携帯電話会社はとても競争が激しい業界のため、常に厳しい納期の中でシステム開発をし、同時に既に稼働中のシステムのメンテナンスもしていました。そのため、日々強いストレスを感じながら仕事をし、やがて持病の心臓病が悪化して、心臓発作を繰り返すようになりました

そんな状態になっても私は仕事を続けました。なぜなら、IT業界は、深夜勤務の連続で、ただでさえ体力が必要なうえ、常に技術革新が進んでいるので、若い人でないと務まらないため、40代にもなるとなかなか転職先が見つかりません。

辞めてしまったら最後、再就職先は見つからないと思っていたのです。更にここで突然辞めたら、同僚にとても迷惑がかかると思い、疲弊しながら仕事を続けていたのです。

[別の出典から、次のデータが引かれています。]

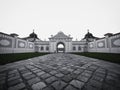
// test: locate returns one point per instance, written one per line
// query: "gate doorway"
(60, 47)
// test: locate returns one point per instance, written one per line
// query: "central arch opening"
(60, 47)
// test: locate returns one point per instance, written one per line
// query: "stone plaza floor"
(60, 72)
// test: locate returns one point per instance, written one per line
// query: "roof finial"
(88, 30)
(33, 30)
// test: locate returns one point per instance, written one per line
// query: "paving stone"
(64, 71)
(17, 87)
(33, 81)
(28, 73)
(89, 87)
(51, 79)
(86, 74)
(49, 88)
(95, 83)
(13, 78)
(14, 82)
(38, 86)
(40, 73)
(69, 87)
(60, 71)
(97, 78)
(83, 78)
(59, 75)
(59, 85)
(27, 77)
(53, 72)
(77, 84)
(67, 78)
(45, 76)
(109, 87)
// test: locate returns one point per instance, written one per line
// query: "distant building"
(59, 43)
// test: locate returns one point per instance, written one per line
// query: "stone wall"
(107, 45)
(9, 44)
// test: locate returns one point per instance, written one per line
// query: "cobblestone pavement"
(60, 72)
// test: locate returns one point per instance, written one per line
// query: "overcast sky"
(48, 17)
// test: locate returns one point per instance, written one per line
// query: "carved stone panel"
(5, 42)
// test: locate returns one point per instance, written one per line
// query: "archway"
(60, 47)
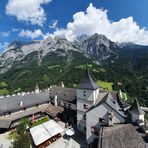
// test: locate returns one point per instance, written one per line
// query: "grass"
(40, 121)
(105, 85)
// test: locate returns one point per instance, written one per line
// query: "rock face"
(95, 46)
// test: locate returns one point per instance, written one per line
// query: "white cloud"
(33, 34)
(30, 11)
(16, 29)
(4, 45)
(5, 34)
(53, 24)
(96, 21)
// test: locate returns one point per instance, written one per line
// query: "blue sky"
(119, 20)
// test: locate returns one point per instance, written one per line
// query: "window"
(85, 106)
(84, 93)
(94, 130)
(84, 117)
(102, 120)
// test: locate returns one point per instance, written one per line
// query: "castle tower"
(137, 113)
(87, 93)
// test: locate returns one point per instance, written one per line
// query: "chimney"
(55, 100)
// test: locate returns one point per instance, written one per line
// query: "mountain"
(96, 46)
(50, 61)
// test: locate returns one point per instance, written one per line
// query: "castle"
(92, 107)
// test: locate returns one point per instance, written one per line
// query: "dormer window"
(85, 106)
(84, 93)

そんな私を見かねた妻が、どうしても仕事を続けたいなら、医者に行って仕事を続けても良いというお墨付きをもらってきて欲しいと言ったのです。

妻は私に対して、医者にこう尋ねるようにと言いました。

「仕事を休みたいと思っているのですが、診断書を貰うことはできますか?」

仕事を休むなんて自分の意思とは違いますが、医者にこう尋ねてくれないと絶対に納得しないと妻に言われたため、自分の心臓病の主治医の先生に渋々質問したところ、診断書を書くことを二つ返事でOKしてくれました…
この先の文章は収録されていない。